You got some great details in their Chris, but I got to ask why no foam board underneath the slab? For those areas where it is required, got any thoughts for them? Thanks

 I just left a job site where the builder is convinced that he followed the IECC 2009 heated slab on grade specifications for Zone 6 (Montana).  He passed local inspections so I am now second guessing myself.  He has 2 inch EPS  installed 2 feet down and 2 feet out from the perimeter of the mono-slab, but there is no insulation beneath the floor area.  I agree with the perimeter insulation configuration, but I have always recommended a minimum of 1" eps (R5) to provide a thermal break and can model heat loss benefits for 2" eps (R10) it the soil conductivity is high .  As I read the 2009 code it calls for perimeter insulation for a heated slab to be R15, but I can no longer find the under slab requirement. 

The concrete contractor told him that slabs that are poured over EPS will crack, as all of the moisture lost during the curing process must travel to the surface of the slab, creating small air channels that promote cracking.

I have fully insulated slabs that are over 27 years old, with radiant heat, that do not even have a hairline crack. 

Can anyone clarify the ACTUAL code requirement for Zone 6??

It all depends on the AHJ as to how they interupt the code but 402.8 says

402.2.8 Slab-on-grade floors: Slab-on-grade floors with a floor surface less than 12 inches (305 mm) below grade shall be insulated in accordance with Table 402.1.1. The insulation shall extend downward from the top of the slab on the outside or inside of the foundation wall. Insulation located belowgrade shall be extended the distance provided in Table 402.1.1 by any combination of vertical insulation,insulation extending under the slab or insulation extending out from the building. Insulation extending away from the building shall be protected by pavement or by a minimum of 10 inches (254 mm) of soil. The top edge of the insulation installed between the exterior wall and the edge of the interior slab shall be permitted to be cut at a 45-degree (0.79 rad) angle away from the exterior wall. Slab-edge insulation is not required in jurisdictions designated by the code official as having a very heavy termite infestation.

The table reads R10 & 4Ft

Basement walls are R15 continuous or R19 batt while crawls are 10/13 while floors should be 38


The only time I have found that it make sense is in colder climates (CZ 4 maybe, and higher), or when you're installing radiant floor heating. Otherwise, the payback is not justified.

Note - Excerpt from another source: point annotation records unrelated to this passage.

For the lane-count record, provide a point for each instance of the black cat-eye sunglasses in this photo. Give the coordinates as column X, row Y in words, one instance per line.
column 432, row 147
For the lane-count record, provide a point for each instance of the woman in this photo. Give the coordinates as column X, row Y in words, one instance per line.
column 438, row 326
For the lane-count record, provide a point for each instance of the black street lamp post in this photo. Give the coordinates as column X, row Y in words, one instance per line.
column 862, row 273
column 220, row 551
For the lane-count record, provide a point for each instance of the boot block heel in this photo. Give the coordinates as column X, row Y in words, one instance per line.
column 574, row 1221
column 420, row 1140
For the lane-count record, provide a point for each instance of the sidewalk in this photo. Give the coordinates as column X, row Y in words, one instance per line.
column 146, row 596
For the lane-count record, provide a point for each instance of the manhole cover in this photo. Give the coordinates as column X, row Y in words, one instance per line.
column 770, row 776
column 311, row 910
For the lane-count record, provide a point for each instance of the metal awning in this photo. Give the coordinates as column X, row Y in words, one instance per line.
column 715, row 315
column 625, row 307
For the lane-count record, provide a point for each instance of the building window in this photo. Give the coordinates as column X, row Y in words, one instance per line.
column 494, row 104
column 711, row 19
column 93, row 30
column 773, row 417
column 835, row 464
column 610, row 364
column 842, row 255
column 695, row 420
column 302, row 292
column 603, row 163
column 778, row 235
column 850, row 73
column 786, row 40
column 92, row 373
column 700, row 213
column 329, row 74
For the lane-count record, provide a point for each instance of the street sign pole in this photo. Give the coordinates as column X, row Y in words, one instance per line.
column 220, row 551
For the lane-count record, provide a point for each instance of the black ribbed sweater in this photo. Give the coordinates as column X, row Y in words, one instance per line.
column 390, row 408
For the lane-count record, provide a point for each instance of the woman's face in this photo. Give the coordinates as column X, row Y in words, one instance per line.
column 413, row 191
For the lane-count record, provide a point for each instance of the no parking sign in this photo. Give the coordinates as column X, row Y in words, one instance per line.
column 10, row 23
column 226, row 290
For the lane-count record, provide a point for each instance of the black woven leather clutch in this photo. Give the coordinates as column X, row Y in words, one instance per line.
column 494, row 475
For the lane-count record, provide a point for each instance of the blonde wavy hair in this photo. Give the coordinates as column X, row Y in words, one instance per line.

Slab edge insulation is way more effective in this area at reducing heating loads, because that is the primary point of heat loss.

The calculations for a 2,800 square foot slab on grade house in Georgia show a decrease in the heating load of less than 700 btu/h when we add full underslab insulation (R-10), and a decrease of 7,750 btu/h when we add just slab edge (R-10).

Chris, you mention slab edge r-10, yet the drawing shows 1" of foam.  Did you opt to go with r-5 instead of r-10?

Another issue I have seen is the, foundation in my case, being dug into impervious soils.  The result was a swimming pool with no drainage from under the slab.  If the soils are as bad as I encountered, then drainage would need to be installed below the footing level.  The soil guy called these glacier compacted soils, so doubt you have the same, but clay can be as bad.


Thanks, Bud.

The 2,800 s.f. home was one I worked on several months ago, and we modeled it with and without R-10. I find that the difference between R-5 and R-10 on any house in this climate zone is negligible. Maybe 500 btu/h, so I usually go with R-5 or even R-3. It's amazing what that little amount of insulation does.

I've had to deal with those types of soils before, as well. We also put tile in the inside of the foundation wall, and ran it out to daylight. For the little expense, it was well worth it.

We're actually still waiting on the soils test. May have to revisit this detail if we encounter too much clay. Thanks for the tip!